Thrax has two types of features, depending on what kind of a feature you want to implement. You should extend SimpleFeature if your feature can be calculated just by looking at the individual rule (examples: counting the number of terminal symbols, a binary feature for whether two NTs are adjacent, etc). If calculating a feature value requires looking at rules in some order and comparing them, you should extend MapReduceFeature. Both of these classes are in the edu.jhu.thrax.hadoop.features package.

After writing your feature's class, don't forget to add it to the list of features shown in the get method of FeatureFactory! This is also where you specify the feature's name -- the string you need to add to the "features" key in the config file in order to use your feature.

SimpleFeature

Your feature should extend SimpleFeature if its value can be calculated just by looking at the rule. You need to implement the single abstract method void score(RuleWritable r), which will take in a RuleWritable right after it has been extracted. You will want to insert your feature's label and its score into the rule's feature map. (See RuleWritable for more information about this important datatype.)

MapReduceFeature

If some comparison between rules is necessary, you should extend MapReduceFeature. This is more complicated than SimpleFeature. Every feature that needs MapReduce may need to reduce and sort the rules in a separate order, so each such feature that is used during the extraction requires one run of mapreduce over all the rules.
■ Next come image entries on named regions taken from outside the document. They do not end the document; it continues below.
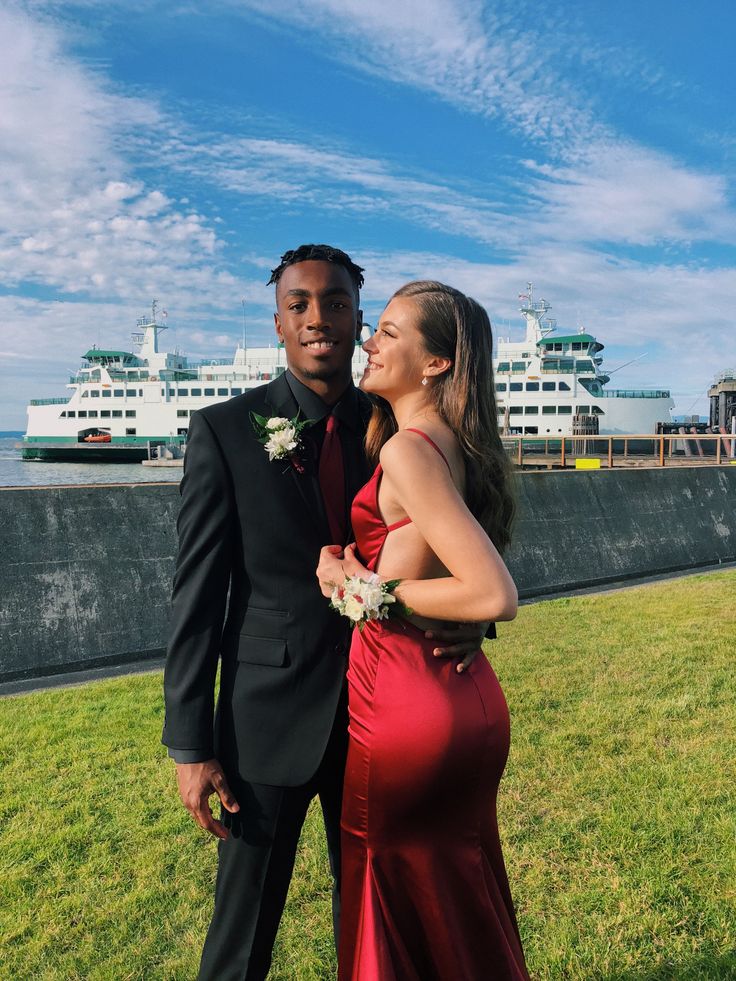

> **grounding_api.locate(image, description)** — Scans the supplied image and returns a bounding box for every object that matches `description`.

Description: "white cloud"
[0,8,237,306]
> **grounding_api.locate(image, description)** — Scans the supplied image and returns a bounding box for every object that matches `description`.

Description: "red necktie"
[319,415,346,545]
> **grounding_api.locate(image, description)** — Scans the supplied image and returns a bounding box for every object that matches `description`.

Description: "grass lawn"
[0,571,736,981]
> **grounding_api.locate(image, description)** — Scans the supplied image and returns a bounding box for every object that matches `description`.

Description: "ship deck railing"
[501,432,736,470]
[596,388,671,399]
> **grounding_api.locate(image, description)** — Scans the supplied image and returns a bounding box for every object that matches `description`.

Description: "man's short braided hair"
[266,245,363,293]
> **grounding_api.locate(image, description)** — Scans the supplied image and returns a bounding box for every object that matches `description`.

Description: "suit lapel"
[266,374,330,543]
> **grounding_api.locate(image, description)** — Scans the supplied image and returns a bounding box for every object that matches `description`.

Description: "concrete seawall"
[0,467,736,682]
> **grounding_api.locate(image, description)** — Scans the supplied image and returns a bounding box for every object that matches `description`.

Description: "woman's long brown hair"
[366,280,514,553]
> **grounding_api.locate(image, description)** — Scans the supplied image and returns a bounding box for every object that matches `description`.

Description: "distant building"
[708,369,736,433]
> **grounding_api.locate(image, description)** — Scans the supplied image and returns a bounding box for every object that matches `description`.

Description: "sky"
[0,0,736,430]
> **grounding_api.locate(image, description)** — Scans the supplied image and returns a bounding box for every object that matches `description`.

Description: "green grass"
[0,572,736,981]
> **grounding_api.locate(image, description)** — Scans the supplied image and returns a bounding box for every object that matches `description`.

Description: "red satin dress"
[338,430,528,981]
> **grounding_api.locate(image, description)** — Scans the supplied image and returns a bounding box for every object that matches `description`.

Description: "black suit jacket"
[163,375,370,787]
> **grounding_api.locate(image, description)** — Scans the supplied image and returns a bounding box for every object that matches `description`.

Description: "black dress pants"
[199,702,347,981]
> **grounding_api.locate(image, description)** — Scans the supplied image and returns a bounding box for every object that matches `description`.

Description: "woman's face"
[360,296,430,401]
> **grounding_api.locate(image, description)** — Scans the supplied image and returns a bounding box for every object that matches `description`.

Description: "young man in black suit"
[163,245,479,981]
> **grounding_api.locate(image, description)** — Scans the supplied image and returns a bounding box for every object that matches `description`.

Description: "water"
[0,432,182,487]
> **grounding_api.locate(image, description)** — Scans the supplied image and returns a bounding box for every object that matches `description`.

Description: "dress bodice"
[350,429,450,571]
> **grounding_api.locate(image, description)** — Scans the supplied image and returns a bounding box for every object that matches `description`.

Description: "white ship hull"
[23,288,674,460]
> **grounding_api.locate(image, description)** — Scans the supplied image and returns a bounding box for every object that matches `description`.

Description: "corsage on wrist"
[330,572,411,630]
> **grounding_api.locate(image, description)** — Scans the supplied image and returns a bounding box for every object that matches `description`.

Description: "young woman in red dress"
[317,282,528,981]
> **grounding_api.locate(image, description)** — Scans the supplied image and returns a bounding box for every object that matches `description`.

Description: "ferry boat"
[494,283,674,439]
[21,301,367,463]
[22,284,674,462]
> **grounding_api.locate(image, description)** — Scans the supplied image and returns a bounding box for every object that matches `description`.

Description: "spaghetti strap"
[404,426,452,474]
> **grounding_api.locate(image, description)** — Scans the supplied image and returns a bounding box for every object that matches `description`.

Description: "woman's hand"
[317,545,345,598]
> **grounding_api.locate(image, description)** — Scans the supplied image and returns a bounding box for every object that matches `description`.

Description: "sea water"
[0,432,182,487]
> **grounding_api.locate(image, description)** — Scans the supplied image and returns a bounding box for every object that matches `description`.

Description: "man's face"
[274,259,362,385]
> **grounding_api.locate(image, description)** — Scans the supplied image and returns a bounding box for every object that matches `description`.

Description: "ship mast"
[519,283,557,345]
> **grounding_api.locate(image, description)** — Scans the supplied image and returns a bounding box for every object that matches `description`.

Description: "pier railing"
[501,433,736,469]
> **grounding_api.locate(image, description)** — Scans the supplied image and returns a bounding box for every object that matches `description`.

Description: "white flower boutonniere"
[250,412,314,473]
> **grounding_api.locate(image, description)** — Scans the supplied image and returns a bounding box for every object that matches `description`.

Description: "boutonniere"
[250,412,314,473]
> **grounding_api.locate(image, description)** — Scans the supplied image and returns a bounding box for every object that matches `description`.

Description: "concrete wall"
[0,467,736,681]
[508,467,736,597]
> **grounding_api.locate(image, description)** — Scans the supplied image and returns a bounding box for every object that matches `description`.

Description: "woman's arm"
[374,432,518,621]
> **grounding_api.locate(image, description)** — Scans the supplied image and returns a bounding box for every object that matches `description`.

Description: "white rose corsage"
[330,572,411,630]
[250,412,314,473]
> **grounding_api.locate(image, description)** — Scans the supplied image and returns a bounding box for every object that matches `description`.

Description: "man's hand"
[176,759,240,840]
[317,545,345,599]
[424,623,488,674]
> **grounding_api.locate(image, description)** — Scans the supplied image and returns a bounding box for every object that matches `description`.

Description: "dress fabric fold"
[338,450,528,981]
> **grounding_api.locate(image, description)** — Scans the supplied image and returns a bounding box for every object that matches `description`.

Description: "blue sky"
[0,0,736,429]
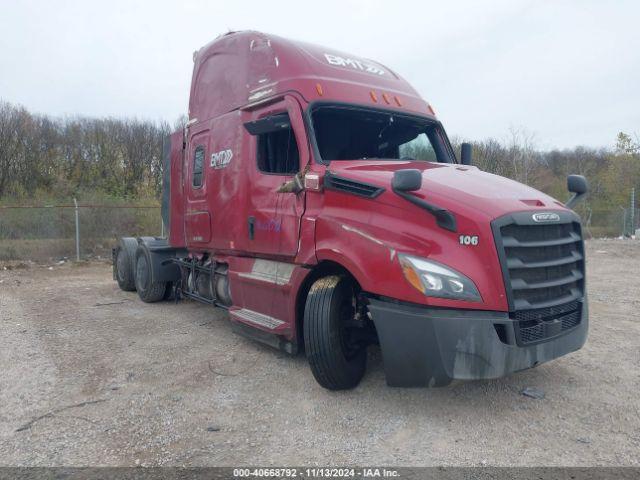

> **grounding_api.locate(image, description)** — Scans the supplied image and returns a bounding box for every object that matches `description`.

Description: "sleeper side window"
[257,113,300,175]
[193,145,204,188]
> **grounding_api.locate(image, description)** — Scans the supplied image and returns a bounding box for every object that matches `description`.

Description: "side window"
[258,114,300,175]
[193,145,204,188]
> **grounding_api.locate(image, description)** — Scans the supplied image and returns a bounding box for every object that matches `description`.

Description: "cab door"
[245,96,309,257]
[184,126,211,249]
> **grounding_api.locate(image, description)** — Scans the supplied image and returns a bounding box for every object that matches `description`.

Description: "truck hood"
[328,160,565,219]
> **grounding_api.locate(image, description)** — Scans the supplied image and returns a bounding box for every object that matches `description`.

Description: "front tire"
[304,275,367,390]
[136,246,167,303]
In the map step, each feature function takes in a set of (RuleWritable,IntWritable) pairs. Each RuleWritable represents a rule (obviously), and the integer value shows how many times it has been extracted. The output of the mapper is of the same type. You shouldn't alter the internals of the rule or the number of times it has been extracted.

After mapping, the rules get sorted in preparation for being reduced. Several comparators have already been written for the RuleWritable type; see its page for more details.
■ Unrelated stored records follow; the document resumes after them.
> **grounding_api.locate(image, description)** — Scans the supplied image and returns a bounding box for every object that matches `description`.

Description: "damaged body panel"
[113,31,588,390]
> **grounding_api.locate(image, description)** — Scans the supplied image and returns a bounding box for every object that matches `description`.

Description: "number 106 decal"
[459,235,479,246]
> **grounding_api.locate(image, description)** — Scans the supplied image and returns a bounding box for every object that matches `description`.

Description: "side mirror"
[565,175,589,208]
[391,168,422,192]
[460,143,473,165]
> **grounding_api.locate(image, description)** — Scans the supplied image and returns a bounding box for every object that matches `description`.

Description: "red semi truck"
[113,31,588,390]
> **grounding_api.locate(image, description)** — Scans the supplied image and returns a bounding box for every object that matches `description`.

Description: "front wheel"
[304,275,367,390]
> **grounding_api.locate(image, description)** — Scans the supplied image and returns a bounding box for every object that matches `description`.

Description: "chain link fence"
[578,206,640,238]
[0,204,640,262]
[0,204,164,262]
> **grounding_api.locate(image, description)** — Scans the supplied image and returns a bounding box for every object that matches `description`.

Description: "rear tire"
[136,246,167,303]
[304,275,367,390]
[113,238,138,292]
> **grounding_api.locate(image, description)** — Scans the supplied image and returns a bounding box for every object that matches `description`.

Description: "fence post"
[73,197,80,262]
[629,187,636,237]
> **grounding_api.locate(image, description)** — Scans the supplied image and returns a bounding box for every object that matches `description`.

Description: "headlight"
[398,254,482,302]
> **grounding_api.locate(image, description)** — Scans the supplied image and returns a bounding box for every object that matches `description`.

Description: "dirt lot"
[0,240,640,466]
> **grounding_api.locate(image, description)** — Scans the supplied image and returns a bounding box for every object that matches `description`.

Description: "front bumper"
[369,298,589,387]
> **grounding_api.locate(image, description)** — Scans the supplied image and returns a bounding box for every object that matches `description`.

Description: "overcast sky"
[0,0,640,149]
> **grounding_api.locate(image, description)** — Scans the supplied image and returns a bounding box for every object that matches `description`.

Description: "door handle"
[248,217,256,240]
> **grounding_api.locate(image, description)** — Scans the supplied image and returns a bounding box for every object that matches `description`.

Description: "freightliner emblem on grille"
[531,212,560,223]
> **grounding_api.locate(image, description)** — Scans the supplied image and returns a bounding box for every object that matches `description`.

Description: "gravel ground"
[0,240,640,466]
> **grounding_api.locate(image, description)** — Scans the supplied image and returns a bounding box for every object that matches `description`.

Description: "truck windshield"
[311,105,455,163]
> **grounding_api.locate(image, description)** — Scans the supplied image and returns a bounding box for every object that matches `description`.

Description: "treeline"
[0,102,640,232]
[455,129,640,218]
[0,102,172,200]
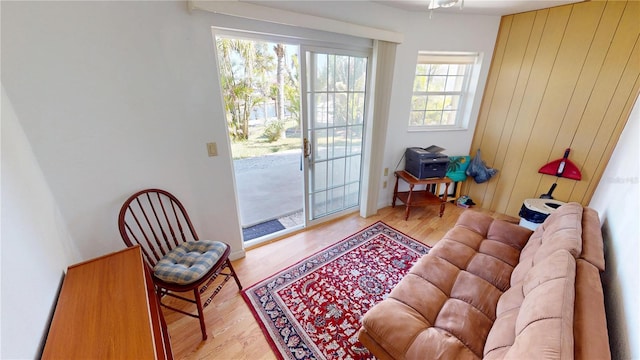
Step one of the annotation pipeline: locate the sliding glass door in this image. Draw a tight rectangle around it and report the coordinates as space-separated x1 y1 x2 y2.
302 49 368 221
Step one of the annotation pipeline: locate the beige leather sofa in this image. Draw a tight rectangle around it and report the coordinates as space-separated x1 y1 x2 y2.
359 203 611 359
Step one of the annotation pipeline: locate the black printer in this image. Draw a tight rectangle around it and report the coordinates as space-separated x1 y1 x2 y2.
404 146 449 179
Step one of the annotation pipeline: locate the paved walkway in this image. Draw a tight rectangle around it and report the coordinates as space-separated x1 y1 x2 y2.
233 150 304 227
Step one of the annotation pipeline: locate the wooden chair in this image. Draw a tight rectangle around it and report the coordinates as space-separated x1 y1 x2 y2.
118 189 242 340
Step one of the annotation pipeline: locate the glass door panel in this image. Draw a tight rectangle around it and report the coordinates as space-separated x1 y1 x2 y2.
303 51 367 220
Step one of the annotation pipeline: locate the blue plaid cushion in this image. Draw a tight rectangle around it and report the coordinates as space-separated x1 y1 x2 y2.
153 240 228 285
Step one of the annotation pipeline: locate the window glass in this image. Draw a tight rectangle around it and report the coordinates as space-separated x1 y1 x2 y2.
409 52 478 129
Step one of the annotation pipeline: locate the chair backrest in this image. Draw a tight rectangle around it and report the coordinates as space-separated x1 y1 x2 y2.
118 189 198 266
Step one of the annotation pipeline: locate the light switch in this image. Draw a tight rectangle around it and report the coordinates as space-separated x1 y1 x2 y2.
207 143 218 156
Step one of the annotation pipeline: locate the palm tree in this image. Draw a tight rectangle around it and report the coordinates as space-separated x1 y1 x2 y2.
216 38 274 141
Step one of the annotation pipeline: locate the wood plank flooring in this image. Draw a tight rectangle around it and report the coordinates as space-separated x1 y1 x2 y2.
163 203 518 360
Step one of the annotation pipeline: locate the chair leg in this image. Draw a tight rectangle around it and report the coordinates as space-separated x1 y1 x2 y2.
227 259 242 290
193 288 207 341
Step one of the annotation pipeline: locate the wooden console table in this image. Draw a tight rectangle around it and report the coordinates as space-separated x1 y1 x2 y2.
42 246 173 359
391 170 452 220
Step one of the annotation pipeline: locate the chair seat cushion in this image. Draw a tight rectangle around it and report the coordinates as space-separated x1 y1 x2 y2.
153 240 228 285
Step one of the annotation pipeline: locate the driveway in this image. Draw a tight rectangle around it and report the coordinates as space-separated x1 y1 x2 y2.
233 150 304 227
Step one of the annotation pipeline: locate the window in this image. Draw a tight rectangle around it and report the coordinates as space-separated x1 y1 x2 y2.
409 52 478 130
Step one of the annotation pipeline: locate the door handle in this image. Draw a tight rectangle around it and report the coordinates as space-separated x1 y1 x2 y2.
302 138 311 158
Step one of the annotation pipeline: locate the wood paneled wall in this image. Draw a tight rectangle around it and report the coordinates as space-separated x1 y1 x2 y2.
463 0 640 216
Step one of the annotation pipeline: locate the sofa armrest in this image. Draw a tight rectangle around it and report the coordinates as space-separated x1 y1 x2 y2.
573 259 611 360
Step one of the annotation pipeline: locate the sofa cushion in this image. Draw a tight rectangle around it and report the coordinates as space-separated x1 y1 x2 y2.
484 249 576 359
511 203 583 286
580 208 604 271
361 211 531 359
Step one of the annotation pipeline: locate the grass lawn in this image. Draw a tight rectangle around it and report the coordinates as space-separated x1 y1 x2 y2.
231 123 302 160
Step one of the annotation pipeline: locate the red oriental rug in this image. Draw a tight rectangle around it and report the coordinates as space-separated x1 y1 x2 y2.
242 222 429 359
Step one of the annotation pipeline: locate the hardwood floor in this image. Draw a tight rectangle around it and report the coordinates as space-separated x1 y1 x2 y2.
163 203 518 359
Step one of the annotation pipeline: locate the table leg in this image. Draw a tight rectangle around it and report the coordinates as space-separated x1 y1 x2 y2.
391 174 400 207
404 184 413 221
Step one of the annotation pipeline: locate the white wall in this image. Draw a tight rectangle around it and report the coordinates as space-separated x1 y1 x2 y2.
0 87 79 359
589 97 640 359
226 1 500 208
1 1 499 258
378 13 500 207
1 2 243 258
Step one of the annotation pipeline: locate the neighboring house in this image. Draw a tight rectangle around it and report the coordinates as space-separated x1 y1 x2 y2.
0 1 640 358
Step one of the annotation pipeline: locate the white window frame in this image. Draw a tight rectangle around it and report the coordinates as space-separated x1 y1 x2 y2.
407 51 480 131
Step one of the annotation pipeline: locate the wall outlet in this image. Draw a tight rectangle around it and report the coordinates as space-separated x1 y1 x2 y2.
207 143 218 156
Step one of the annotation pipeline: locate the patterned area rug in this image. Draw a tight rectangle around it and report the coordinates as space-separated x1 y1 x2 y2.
242 222 429 359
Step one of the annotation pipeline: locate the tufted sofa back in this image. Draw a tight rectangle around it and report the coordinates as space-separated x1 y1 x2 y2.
361 211 531 359
484 203 583 359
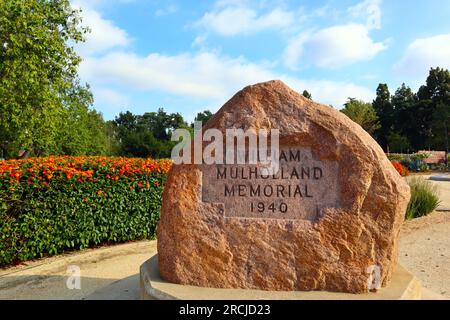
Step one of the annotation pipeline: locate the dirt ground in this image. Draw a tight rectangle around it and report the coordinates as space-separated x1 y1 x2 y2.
399 212 450 299
0 175 450 299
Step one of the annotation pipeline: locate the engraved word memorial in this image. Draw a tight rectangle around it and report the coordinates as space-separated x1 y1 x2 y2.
158 81 410 293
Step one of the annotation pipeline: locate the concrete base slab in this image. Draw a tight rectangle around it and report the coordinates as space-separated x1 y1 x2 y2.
140 255 422 300
428 175 450 181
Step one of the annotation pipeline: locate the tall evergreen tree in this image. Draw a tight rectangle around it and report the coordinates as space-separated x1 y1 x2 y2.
372 83 393 150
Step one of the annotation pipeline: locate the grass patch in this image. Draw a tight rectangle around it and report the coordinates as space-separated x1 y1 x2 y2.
406 177 440 220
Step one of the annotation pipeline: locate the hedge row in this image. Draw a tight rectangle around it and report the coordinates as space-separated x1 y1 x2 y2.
0 157 171 267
Finally, during the reduction phase, you get to look at rules in the order you specified during the sort. Then you can do all the comparisons you need to do.

Let's look at an example of a map-reduce feature!

We're looking at edu.jhu.thrax.hadoop.features.RarityPenaltyFeature.

We specify the mapper in the mapperClass method. Here, we simply return Mapper, which is the default Hadoop mapping class. It is simply an identity map.

For the comparator and the partitioner, we use YieldComparator and YieldPartitioner, respectively. The YieldComparator compares rules lexicographically according to their left hand side, source, and target. The partitioner makes sure that rules with the same yield end up at the same reducer, so that they can be compared during the reduce step!

The reducer is the real heart of this feature. Thanks to the comparator and partitioner, we know that one reducer will see all the rules with a particular yield, and it will see them right in a row.

Each time we see a new rule (along with its count, of course!) we see if it has the same yield as the previous rules we've seen. If it does, we get the count of the number of times we saw this rule. We save the rule and its count in a HashMap, and we add its count to the total count of all rules with this yield.

On the other hand, if the yield is different, that means the rule is a start of a new run of rules. For each (rule,count) pair we've saved up to now, we add "RarityPenalty" to its features map, along with the feature score of Math.exp(1 - totalCount). Then we write these modified rules and their individual counts to the context. After that, we set totalCount back to zero and store this new rule and its count for the run of the next group of rules.